AUGUSTA – The state may be planning to pump a quarter of a billion dollars more into education over the next two years, but a lot of school departments will still end up with a smaller piece of the pie.
That became evident when the Department of Education released its projected Essential Programs and Services (EPS) allocations for the next two school years on Wednesday.
While the state subsidies will be a boon to some districts, others will see a drop in state aid.
“I cannot understand why anybody, under these circumstances, is getting less money than they got last year,” said an upset SAD 34 Superintendent Bob Young. “I can’t imagine the state putting more money into the system, and yet you come out with losers.”
Under the EPS formula, Young’s Belfast-based, six-community district will receive $717,065 less in state aid than it received last year. That is the largest loss of any district in the state. Young said he intended to press his local legislative delegation to work to find a way to correct the situation.
“I don’t know how a system our size can absorb a loss like that,” said Young.
Even more perplexing to Young is the fact that two years from now the state intends to increase the district’s subsidy by $1.3 million under the EPS formula.
“What are we supposed to do? Fire people this year and then hire them all back the next year?”
The opposite is true in Bangor, whose school department will receive an additional $2,040,894 from the state next year and another $2,230,970 in 2006-07. Attempts Wednesday to reach Bangor school superintendent Robert Ervin for his reaction to the proposed $4.2 million windfall were unsuccessful.
Attempts were also unsuccessful to reach Dale Douglas, director of the Maine School Management Association, the administrative arm of the Maine School Boards Association and the Maine School Superintendents Association.
Under the previous funding system, state subsidies were based on how much districts spent on education two years earlier.
The EPS allocations are based on what the department has determined should be spent to provide students with the programs and services they need for a quality education. No district will receive a state subsidy for any spending beyond 8.26 mills of the local property valuation as set by the state.

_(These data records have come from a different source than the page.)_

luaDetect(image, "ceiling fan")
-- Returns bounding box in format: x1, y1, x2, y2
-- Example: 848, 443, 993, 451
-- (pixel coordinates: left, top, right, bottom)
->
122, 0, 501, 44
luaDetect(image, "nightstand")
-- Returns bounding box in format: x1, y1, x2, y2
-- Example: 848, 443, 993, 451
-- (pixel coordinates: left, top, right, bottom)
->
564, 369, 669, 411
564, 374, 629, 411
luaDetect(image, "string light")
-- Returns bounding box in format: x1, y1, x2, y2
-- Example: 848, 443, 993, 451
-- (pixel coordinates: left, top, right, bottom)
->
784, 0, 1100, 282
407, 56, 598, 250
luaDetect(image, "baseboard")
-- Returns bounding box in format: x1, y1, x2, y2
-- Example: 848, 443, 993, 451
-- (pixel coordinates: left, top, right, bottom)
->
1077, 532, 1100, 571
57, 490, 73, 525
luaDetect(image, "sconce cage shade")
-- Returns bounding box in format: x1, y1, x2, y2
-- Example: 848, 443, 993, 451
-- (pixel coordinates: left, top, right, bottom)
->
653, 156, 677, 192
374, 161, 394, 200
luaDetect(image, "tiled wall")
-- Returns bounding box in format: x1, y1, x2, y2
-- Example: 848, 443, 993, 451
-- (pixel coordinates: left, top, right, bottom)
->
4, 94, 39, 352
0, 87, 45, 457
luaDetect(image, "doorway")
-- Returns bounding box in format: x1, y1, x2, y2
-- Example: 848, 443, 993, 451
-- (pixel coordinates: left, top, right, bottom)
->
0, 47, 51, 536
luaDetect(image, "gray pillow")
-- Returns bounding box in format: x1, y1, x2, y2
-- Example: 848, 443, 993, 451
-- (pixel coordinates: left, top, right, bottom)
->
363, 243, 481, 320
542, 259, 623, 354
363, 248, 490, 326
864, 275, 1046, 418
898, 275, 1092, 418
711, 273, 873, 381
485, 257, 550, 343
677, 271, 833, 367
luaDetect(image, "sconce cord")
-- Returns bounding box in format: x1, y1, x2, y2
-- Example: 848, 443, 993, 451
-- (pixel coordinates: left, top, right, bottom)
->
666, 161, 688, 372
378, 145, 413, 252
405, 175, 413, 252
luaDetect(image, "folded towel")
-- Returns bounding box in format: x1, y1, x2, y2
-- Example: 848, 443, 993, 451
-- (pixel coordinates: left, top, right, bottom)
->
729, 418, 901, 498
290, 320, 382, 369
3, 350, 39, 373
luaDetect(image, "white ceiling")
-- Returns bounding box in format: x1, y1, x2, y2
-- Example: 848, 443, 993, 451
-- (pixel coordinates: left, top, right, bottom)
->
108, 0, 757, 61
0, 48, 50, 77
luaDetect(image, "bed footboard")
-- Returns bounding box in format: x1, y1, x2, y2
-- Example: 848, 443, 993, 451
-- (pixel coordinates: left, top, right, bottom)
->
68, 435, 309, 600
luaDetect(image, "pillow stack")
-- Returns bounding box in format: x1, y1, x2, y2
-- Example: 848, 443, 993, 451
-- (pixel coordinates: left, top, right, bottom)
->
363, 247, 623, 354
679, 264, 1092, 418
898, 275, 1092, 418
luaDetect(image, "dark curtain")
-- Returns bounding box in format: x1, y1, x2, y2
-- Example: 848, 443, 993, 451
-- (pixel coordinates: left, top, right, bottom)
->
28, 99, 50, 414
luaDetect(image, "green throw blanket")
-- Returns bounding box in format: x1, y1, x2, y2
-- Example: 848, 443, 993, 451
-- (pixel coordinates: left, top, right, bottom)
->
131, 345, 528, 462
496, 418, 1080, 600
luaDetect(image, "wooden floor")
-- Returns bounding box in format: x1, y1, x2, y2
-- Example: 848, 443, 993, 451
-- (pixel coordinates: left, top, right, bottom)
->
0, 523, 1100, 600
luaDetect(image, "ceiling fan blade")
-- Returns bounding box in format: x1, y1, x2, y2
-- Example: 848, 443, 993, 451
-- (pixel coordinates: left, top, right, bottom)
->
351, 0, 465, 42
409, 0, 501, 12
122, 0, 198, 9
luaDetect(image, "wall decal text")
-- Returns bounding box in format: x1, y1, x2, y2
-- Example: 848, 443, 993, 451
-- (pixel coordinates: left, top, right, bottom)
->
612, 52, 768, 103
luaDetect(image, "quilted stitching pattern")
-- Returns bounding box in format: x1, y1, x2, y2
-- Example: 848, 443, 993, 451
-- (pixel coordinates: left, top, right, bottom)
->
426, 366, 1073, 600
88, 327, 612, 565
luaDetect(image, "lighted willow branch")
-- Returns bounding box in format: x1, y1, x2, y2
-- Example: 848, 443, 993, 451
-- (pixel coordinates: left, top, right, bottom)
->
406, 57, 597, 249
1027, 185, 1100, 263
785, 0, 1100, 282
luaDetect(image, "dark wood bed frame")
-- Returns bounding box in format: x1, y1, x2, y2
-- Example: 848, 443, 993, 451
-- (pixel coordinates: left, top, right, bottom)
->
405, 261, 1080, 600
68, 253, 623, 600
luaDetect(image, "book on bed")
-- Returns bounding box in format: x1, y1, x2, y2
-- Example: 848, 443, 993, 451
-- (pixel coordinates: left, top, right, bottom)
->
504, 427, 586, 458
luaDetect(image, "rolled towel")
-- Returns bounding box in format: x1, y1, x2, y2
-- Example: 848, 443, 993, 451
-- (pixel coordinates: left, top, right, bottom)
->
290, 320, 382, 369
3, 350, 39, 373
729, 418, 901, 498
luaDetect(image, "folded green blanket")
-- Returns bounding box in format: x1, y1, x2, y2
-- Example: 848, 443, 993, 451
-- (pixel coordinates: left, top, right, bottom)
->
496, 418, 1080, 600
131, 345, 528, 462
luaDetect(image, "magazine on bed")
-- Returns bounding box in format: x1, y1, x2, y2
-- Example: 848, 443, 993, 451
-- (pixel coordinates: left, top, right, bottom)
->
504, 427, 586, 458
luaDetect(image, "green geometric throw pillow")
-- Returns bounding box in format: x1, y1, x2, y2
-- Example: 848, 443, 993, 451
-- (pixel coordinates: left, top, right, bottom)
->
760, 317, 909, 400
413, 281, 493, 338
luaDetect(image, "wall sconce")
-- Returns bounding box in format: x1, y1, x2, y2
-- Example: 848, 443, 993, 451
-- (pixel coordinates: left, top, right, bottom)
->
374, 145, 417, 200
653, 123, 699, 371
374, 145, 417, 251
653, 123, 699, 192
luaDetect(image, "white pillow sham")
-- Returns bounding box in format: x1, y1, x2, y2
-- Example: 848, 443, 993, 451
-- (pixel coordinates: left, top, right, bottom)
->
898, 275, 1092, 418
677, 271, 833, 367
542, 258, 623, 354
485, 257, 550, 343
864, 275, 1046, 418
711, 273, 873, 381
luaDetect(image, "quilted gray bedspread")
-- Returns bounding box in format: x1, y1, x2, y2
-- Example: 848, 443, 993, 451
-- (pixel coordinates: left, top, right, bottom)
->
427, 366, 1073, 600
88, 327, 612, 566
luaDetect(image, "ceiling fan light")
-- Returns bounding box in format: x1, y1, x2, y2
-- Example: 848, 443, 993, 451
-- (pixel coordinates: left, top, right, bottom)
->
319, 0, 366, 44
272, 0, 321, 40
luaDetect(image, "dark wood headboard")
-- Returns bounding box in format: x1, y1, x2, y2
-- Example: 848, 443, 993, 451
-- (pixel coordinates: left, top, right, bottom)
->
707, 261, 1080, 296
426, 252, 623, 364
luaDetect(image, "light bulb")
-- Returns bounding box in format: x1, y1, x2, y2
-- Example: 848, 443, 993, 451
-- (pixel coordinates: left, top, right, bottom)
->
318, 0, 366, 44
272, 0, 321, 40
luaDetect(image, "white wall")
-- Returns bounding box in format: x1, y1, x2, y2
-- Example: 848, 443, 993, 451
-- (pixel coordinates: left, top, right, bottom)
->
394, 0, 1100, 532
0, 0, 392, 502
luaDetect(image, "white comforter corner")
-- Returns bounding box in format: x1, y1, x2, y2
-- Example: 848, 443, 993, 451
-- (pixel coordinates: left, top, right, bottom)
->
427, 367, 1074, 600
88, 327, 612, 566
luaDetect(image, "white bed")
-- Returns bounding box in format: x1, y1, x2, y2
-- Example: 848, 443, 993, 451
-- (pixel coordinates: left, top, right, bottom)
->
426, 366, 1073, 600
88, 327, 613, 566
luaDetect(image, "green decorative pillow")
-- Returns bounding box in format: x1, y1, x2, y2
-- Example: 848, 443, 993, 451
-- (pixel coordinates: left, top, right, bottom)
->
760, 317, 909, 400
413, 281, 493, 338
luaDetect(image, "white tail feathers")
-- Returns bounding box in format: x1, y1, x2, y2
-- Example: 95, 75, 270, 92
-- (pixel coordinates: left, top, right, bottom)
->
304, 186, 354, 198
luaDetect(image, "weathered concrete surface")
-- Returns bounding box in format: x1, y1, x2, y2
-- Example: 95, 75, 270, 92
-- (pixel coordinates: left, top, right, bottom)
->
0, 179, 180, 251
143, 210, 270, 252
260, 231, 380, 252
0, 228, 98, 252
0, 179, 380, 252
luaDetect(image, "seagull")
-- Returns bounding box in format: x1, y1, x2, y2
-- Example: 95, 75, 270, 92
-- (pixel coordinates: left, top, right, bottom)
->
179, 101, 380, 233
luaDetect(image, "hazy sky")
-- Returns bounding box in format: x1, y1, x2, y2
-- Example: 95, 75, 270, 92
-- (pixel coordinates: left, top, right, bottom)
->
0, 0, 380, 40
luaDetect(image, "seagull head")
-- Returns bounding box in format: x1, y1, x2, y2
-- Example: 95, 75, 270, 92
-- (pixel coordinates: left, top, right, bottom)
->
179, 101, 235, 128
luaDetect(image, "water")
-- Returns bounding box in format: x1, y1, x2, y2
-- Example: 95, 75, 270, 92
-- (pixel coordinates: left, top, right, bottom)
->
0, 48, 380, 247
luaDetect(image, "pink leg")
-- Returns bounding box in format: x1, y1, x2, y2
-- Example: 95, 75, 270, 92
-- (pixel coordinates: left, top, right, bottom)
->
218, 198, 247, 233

“The fairness in all of this is that all municipalities will be limited by that 8.26 mill rate,” department spokesman James Rier said Wednesday. “This is a much more balanced amount. It doesn’t matter if I live in Machias or Augusta, I will still pay 8.26 as my local share.”
All told, the department plans to spend about $824 million in the coming school year (2005-2006) and $892 million on educational subsidies in the 2006-07 school year.
Whereas the state is currently providing about 43 percent of the total cost of education, it will have lifted its share to 50 percent by the end of the two-year budget cycle.
Voters last June ordered the state to contribute 55 percent of education costs. Rather than take on that commitment overnight, the Baldacci administration is attempting to phase in the subsidy upgrade over a four-year period.
Legislation to implement the administration’s plan is currently being debated.
All schools are required to have certain Essential Programs and Services in place that are necessary to achieve academic standards determined by Maine Learning Results.
The department adopted a formula designed to determine how much each individual school department needs to spend on its K-12 programs to meet those goals. The estimates released on Wednesday are based on that formula.
The funding levels are aimed at expanding educational opportunities statewide. Many districts already spend more than the state requires, while others spend less.
The goal of the program is to have a set of standards that can be measured statewide while reducing the local cost of implementing them.
“EPS was designed to bring more equitable opportunity for pupils so that it doesn’t depend on where you live as to the educational opportunity you receive,” said Rier. “Ultimately state support and local support will be more focused providing those services. Some may think it is a way of controlling costs. I would like to think it is a way of supporting educational opportunity.”
Superintendent Young said he was in favor of controlling costs as well. But he said the price of bearing those costs should not be placed on the backs of the smaller, rural school districts.
He said school districts in the southern part of the state would receive large increases in state aid under EPS, while those in the north and Down East would receive much less.
“I can’t imagine how you could think that formula was equitable when the wealthy communities are getting more and places like us and SAD 3, [in western Waldo County] which is all farms, are getting less,” said Young. “It’s difficult to understand how areas that have a much larger tax base and spend more per pupil can get more money from the state.”